A motion filed by Snap Inc., operator of the popular application Snapchat, said that the federal court has no authority to decide the Illinois Biometric Information Privacy Act (BIPA) case before it due to lack of subject matter jurisdiction. May’s class action was filed by Illinois residents who use Snapchat and who opted out of its arbitration provision. 

They argued that the company illegally records their facial geometry without consent or the requisite disclosures. The suit focused on the app’s “Lenses” and “Filter” features, which allow users to edit the photos and videos they share to include real-time special effects and sounds, including modifying their facial features.

Their complaint leveled multiple BIPA causes of action at the company and asked for statutory damages and injunctive relief.

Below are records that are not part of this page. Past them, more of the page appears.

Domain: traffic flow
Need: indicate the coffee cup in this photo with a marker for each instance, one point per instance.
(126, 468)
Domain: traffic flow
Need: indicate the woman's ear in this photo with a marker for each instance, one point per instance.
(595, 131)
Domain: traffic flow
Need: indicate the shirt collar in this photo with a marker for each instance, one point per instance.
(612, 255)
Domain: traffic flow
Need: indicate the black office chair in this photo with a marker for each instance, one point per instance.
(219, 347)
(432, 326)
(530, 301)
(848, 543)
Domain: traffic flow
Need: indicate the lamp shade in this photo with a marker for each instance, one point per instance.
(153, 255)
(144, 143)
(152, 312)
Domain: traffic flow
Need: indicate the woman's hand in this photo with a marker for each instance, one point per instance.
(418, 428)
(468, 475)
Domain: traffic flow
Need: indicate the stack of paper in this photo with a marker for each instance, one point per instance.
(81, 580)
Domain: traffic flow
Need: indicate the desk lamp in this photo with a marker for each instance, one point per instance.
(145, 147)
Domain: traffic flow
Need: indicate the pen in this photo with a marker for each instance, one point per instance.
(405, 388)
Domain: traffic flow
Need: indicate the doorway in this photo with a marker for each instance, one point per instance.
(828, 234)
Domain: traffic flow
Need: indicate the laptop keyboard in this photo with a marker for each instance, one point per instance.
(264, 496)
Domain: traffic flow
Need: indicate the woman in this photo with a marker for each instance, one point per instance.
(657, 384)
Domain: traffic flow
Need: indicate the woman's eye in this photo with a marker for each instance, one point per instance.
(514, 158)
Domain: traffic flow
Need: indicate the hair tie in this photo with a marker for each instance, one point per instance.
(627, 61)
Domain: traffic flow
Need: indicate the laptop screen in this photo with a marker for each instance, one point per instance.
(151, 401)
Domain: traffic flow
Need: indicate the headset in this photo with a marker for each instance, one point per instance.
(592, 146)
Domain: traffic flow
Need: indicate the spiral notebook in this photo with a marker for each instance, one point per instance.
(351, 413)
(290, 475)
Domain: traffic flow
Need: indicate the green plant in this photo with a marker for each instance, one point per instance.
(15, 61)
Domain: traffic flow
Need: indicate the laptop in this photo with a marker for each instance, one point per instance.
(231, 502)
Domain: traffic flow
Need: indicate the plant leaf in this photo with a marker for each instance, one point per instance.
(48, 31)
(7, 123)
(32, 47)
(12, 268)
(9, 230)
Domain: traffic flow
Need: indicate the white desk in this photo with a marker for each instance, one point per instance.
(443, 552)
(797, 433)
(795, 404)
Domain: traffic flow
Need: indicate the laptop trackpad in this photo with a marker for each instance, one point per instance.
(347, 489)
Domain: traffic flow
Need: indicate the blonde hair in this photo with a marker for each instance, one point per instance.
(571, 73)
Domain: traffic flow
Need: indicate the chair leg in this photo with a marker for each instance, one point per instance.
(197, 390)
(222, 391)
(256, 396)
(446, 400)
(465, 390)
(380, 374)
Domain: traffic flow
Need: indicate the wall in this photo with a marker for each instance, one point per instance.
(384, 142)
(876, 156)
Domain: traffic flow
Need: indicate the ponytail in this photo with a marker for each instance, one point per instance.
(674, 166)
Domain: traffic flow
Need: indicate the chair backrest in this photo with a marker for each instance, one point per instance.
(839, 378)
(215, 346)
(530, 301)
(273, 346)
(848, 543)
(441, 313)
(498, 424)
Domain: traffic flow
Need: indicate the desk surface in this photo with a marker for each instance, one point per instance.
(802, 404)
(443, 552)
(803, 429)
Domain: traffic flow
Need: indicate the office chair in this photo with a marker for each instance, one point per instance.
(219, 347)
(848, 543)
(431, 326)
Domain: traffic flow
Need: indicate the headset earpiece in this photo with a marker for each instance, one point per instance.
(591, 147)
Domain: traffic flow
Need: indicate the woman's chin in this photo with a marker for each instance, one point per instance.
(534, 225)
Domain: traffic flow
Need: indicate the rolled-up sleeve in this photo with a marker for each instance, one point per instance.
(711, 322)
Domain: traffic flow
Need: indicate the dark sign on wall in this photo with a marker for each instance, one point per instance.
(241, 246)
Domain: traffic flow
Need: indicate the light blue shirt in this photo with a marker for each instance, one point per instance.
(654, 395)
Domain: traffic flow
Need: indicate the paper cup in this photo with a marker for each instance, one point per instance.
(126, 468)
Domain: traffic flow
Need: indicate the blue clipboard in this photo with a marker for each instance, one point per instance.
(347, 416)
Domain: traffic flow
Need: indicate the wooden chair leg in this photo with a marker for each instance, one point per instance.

In last week’s motion, Snap asked the Chicago, Ill. federal court to toss the case for failure to allege subject matter jurisdiction. The filing says that the plaintiffs use the Class Action Fairness Act (CAFA) as an exclusive basis for jurisdiction but do not, and cannot, allege that the putative class of Snap users who also opted out of its arbitration agreement consists of at least 100 members, CAFA’s minimum requirement for jurisdiction.

The plaintiffs’ tally of putative class members is 51, barely more than half of the CAFA requirement, Snap points out. Relatedly, the plaintiffs do not attempt to circumvent the arbitration provision by arguing for its unenforceability, which the defendant says, “makes sense, because Snap’s arbitration agreement has been enforced by numerous courts in BIPA cases.”

Additionally, Snap counters the plaintiffs’ allegations that its Lenses and Filter features use facial recognition technology. Instead, the defendant says that Lenses uses object recognition technology which “allows the camera to recognize that a nose (or an eye or a mouth) appears in the frame, but Lenses does not identify any particular nose or eye or mouth—let alone a whole face— as belonging to any specific person,” the motion clarifies.

Snap seeks to present the motion to Judge Robert M. Dow Jr. on July 12.

The plaintiffs are represented by Sulaiman Law Group Ltd. and Snap by Morgan, Lewis & Bockius LLP.